1.5 cups of brown sugar (packed).
WEIGHT.
How to use this.
Recipe measurements live in two different worlds. American cooks mostly use volume — cups, tablespoons, teaspoons. Everyone else — and every serious baker — uses mass, in grams. Converting between them isn’t a simple multiplication because density varies wildly by ingredient. One cup of flour weighs 120 grams. One cup of honey weighs 340 grams. One cup of olive oil weighs 216.
This tool does the lookup for you. Pick an amount, pick a unit (cup / tbsp / tsp), pick an ingredient — you get grams, ounces, and milliliters.

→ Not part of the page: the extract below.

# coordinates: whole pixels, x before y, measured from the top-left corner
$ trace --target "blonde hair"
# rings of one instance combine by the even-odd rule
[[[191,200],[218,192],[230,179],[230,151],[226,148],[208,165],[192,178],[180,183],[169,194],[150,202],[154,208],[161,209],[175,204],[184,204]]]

// WHY WEIGHING BEATS VOLUME
- Consistency. Two cooks measuring "1 cup of flour" can be 25% apart depending on how tightly they pack it. A kitchen scale reads the same number every time.
- Precision in baking. Pastry, bread, and cakes depend on ratios. Even a 10% error in flour changes the result. Savory cooking tolerates more slop; baking doesn’t.
- Speed. Zeroing a scale and dumping ingredients in is faster than stacking measuring cups once you’re used to it.
// DENSITY NOTES
The numbers here come from King Arthur Baking Company and USDA FoodData Central, the most-cited US baking references. Values are "spoon and level" for flours (don’t pack, don’t scoop), "packed" for brown sugar, otherwise standard. Your result is accurate to within a few grams for typical recipes.
If your recipe is from Australia, the UK, or mainland Europe, the cup sizes differ — a metric cup is 250 mL vs the 236.6 mL US cup. The difference is about 6%.